Abstract

Nietzsche reverses Schopenhauer's pessimistic philosophy of the Will into an entirely affirmative direction. The unity of all being in the Will, that desiring energy, which constantly forms and re-forms the world, he sees embodied in the Greek divinity, Dionysos. Even though the Dionysian idea underlying The Birth of Tragedy seems to disappear from Nietzsche's subsequent work in explicit terms, it remains implicitly the cornerstone of all his thinking.
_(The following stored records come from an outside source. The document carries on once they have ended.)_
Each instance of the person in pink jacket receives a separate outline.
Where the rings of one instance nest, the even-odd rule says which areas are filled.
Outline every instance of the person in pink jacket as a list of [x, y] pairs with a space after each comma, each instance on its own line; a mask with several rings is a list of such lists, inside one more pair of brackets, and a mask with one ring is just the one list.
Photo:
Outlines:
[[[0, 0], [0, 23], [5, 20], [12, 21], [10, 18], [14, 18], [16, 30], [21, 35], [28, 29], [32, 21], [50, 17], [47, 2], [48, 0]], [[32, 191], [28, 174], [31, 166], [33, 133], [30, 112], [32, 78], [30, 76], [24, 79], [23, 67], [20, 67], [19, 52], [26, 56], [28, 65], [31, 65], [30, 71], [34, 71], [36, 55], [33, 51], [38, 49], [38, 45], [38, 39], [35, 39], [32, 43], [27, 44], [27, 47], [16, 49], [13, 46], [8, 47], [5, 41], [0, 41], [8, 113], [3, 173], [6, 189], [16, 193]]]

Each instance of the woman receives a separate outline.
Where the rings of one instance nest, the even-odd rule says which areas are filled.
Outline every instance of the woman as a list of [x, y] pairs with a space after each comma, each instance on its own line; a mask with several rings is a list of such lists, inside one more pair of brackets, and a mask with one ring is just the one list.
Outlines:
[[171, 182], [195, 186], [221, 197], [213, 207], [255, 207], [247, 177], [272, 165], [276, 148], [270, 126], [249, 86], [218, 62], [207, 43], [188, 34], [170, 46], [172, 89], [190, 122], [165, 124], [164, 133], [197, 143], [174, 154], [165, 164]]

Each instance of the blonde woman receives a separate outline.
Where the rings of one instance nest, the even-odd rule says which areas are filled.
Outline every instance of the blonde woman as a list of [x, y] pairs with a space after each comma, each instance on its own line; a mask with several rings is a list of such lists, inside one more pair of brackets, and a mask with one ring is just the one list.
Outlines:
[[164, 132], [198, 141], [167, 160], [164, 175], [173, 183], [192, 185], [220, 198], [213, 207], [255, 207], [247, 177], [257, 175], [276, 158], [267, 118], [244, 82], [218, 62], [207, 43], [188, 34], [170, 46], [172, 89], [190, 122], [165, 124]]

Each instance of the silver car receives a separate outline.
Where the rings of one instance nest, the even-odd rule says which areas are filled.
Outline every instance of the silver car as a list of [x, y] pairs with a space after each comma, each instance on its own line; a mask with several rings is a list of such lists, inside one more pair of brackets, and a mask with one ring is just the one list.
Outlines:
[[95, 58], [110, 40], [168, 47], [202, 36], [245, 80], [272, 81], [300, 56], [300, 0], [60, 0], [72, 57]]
It re-appears in two main forms in Thus Spake Zarathustra: As the idea of the Eternal Recurrence of all things and as the holistic perspective from which Nietzsche views and evaluates existence. The individual has for Nietzsche significance only as a symptom of the condition the whole of being has attained. This symptomatological view of the individual underlies Nietzsche's medical approach to human existence which endeavours to enhance the health and well-being of the whole species to which individual life and happiness has to be subordinated. At the same time, however, the state of the whole of existence manifests itself only in individuals. Thus individual greatness, though symptom, is by the same token supreme end in itself.

While holism accounts for aspects of Nietzsche's thought which are close to the eugenic ideal, it also leads to a, in the broadest sense, liberal sense of "justice" in which all aspects of an idea or problem are to be taken into account. Nietzsche's Dionysian monism engenders complexity, ambiguity, and irony. It is the radical enemy of all fanaticism, i.e., of any monocausal interpretation of phenomena. Nietsche's Dionysianism is ultimately an aesthetic, a spectator's approach to being. It seeks to enhance the aesthetic appeal of the spectacle that existence presents.